La suma




Tenía 19 años y estaba recorriendo una parte de Estados Unidos por caminos rurales, en el estado de Tennessee , rumbo a Memphis. El auto en el que iba, había conocido mejores épocas y necesitaba agua para el radiador cada cincuenta kilómetros.
La próxima parada obligatoria fue en una de esas gasolineras en el medio de la nada, que hemos visto en miles de películas gringas: un surtidor como de otra época, una casucha al rayo del sol despiadado, con su galería destartalada y a la sombra, en una mecedora, un viejo abanicándose y espantando las moscas con un sombrero desflecado.
Adentro, en la penumbra más fresca, un ventilador de techo achacoso y atrás del mostrador una mujer negra, vieja como la injusticia, de ojos brillantes y pelo canoso.
Pedí unas cocacolas frías, un paquete de galletas saladas y un mapa de la región (el que consultaba hasta ese momento del viaje, se había volado por la ventanilla del auto, un par de kilómetros antes).
Le pedí a la mujer que me señalara en el mapa dónde estábamos y me miró sin comprender mi inglés de colegio. Al rato me dijo el nombre del lugar, que no entendí, y no lo señalo en el mapa, sino que lo dijo mirando al techo. Pregunté por Memphis y sonrió por primera vez.
-Ah! Memphis- me dijo- fui una vez, cuando era joven. Y pareció perderse en el túnel del tiempo.
Me imaginé su vida, tan distante de la mía, su vida de niña negra, de joven negra y ahora de vieja negra, sentada tras el mostrador de una tienda suspendida en el calor de la pradera, cerca de Memphis, pero tan lejos para ella, que había ido solo una vez en la vida y aún sonreía al recordarlo.
Le pedí la cuenta de las cosas que había pedido y de entre su pelo canoso y ensortijado sacón un lápiz ya muy usado, apenas más grande que su dedo índice.
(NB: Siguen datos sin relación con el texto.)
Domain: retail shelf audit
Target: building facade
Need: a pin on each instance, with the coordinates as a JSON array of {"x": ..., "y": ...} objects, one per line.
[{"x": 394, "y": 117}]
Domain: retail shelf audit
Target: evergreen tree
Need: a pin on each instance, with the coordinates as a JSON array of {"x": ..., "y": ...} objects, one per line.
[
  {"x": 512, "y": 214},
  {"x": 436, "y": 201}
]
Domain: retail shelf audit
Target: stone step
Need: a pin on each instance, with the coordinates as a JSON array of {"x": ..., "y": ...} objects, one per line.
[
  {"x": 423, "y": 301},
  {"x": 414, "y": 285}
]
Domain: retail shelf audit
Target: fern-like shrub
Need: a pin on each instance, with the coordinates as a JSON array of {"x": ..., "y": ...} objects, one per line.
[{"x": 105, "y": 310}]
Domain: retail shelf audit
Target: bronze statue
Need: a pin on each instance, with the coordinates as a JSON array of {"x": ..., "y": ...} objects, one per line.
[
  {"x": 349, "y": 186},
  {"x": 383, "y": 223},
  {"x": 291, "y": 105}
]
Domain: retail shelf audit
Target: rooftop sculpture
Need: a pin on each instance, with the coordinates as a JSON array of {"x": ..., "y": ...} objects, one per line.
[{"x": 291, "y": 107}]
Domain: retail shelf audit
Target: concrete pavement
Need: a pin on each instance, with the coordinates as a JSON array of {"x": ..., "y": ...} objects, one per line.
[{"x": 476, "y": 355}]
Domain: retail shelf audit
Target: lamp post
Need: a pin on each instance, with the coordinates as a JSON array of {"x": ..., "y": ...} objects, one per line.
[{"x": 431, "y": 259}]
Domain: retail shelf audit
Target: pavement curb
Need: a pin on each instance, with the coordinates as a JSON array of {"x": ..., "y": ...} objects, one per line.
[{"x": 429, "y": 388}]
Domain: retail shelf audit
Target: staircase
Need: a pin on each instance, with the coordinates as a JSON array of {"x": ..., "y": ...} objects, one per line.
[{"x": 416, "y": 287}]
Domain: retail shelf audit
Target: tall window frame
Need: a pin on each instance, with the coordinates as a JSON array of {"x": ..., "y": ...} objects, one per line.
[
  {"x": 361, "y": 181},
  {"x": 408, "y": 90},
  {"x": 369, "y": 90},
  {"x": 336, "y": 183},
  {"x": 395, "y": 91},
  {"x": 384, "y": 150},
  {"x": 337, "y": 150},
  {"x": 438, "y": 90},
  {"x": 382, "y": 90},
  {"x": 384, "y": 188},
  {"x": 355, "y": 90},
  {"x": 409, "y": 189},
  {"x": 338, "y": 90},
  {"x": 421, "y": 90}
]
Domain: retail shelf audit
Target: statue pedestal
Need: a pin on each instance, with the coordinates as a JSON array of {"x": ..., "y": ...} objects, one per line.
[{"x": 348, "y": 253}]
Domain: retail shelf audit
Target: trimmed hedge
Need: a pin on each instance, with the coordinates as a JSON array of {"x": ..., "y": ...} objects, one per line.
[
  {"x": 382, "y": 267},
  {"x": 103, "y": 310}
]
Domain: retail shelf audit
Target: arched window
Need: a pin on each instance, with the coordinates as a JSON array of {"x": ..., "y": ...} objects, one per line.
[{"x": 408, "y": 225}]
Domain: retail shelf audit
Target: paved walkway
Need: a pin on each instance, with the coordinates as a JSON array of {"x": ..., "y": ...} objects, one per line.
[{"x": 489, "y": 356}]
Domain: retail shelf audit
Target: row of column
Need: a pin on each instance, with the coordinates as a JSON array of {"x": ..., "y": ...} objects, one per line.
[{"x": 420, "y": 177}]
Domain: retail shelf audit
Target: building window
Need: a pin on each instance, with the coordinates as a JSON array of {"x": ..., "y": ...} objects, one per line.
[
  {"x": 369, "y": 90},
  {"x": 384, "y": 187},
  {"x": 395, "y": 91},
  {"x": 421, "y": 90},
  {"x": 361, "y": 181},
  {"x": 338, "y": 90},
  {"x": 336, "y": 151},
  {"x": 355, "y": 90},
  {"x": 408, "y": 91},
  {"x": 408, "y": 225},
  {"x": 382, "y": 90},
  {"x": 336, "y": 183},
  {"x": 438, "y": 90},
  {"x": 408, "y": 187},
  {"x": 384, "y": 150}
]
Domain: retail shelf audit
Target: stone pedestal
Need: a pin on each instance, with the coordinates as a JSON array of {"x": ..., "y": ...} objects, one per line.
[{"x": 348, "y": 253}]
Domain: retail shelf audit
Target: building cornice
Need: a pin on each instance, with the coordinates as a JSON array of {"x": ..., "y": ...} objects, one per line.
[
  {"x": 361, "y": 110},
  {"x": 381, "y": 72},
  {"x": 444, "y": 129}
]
Lo mojó con la punta de la lengua y muy lentamente escribió los importes de las dos cocacolas, uno debajo de otro, de las galletas y del mapa, poniendo mucho cuidado en alinear los números. Luego me tendió el papel y el lápiz y me dijo amable pero firmemente
-Haga esta suma
Y yo, desde toda la insensibilidad de mis 19 años, criada al otro lado del continente, que es como decir en otro planeta, me reí alegremente y le dije
-¡No sé sumar!.
Entonces, ella se puso seria y me miró por primera vez directamente a los ojos, y sus ojos eran dos brasas brillantes de desprecio y me dijo
-Pues debería, está claro que ha tenido todas las oportunidades para aprender-  y un poco mas suave, bajando la mirada, agregó
-Yo no- y me palmeo la mano como absolviéndome de mi estupidez.
Entonces, roja de vergüenza y desconsuelo, tomé el muñón de lápiz, lo moje con la punta de mi lengua y en voz alta empecé a hacer la suma.